Clinton, in other words, wasn’t a technocratic and savvy manipulator of State Department email protocol who gamed the system for her own good. She barely understood what the protocol was.
Nor does Trump, but no one is hollering conspiracy theories about him.
https://www.factcheck.org/2016/10/spinning-the-fbi-letter/
Trump said “Hillary bleached and deleted 33,000 e-mails after receiving a congressional subpoena.”
Trump is referring to 31,830 emails that Clinton’s lawyers had deemed personal. These emails did not have to be turned over to the State Department, which in the summer of 2014 requested all work-related emails that the former secretary of state had in her possession. (See “A Guide to Clinton’s Emails.”)
The department’s policy allows its employees to determine which emails are work-related and must be preserved. “Messages that are not records may be deleted when no longer needed,” according to the State Department’s Foreign Affairs Manual (5 FAM 443.5). (See “Trump on the Stump.“)
That means Clinton was within her right to delete these emails, so that’s the first thing to know.

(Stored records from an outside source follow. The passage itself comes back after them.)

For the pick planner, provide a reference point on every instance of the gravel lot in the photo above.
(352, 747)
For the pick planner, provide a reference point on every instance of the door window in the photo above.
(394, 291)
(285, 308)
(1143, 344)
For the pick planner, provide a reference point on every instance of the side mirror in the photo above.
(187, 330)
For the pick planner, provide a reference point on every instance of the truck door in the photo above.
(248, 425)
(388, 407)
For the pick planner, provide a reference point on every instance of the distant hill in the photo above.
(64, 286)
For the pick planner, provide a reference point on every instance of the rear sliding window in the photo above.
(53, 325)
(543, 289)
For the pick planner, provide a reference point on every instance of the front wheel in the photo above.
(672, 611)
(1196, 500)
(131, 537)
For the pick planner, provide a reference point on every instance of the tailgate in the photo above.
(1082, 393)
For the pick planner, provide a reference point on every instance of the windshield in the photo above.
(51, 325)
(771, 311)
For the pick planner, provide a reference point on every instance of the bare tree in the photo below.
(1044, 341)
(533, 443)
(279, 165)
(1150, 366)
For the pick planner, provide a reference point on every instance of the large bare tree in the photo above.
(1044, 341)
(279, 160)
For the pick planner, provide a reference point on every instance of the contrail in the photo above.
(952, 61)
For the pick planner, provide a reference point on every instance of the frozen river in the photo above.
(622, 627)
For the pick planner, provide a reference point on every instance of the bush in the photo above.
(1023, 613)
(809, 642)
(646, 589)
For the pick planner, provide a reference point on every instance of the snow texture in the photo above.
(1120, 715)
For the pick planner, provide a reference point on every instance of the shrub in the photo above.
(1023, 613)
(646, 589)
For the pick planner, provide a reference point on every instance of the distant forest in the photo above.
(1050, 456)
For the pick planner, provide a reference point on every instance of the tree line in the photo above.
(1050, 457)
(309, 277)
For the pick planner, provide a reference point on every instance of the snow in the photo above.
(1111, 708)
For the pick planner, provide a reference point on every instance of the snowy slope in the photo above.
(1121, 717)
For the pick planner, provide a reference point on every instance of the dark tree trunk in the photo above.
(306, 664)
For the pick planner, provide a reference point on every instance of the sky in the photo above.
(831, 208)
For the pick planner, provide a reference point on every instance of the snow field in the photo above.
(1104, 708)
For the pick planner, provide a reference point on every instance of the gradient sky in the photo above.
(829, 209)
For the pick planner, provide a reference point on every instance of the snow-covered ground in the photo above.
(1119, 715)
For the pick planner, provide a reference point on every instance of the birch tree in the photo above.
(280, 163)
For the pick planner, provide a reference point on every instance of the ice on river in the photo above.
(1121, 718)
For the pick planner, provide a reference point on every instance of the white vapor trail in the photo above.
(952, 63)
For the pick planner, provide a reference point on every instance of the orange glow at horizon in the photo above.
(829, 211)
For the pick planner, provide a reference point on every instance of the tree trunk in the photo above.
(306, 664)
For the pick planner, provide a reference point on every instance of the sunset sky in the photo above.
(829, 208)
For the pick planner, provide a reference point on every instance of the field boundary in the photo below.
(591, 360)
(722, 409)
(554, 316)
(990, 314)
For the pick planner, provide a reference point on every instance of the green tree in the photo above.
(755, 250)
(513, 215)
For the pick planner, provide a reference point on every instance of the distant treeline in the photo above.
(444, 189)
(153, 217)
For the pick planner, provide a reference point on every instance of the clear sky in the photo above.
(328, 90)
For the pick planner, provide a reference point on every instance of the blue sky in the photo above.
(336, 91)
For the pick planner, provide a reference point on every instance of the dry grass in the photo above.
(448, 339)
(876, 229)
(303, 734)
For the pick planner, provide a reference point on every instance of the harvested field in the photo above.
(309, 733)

Trump insinuates that there is something sinister about owning several mobile devices and destroying the old ones when they are replaced. But the FBI came to no such conclusion, and security experts interviewed by the technology website Wired said destroying old devices is a good way to erase data — if done properly.
Wired, Sept. 7: Whether you’re a Secretary of State with a phone full of classified documents or an average sext-sending citizen, data removal is a crucial security step before you let a device leave your control or recycle it. And security experts agree there’s at least one surefire way to be certain that data is truly removed and unrecoverable: kill the hardware.
If anything, Wired said, Clinton’s aides “should have wrecked them more thoroughly” than they did. The website said her staff should have used a “jackhammer” instead of a hammer, to ensure that data was destroyed and not just the mobile device.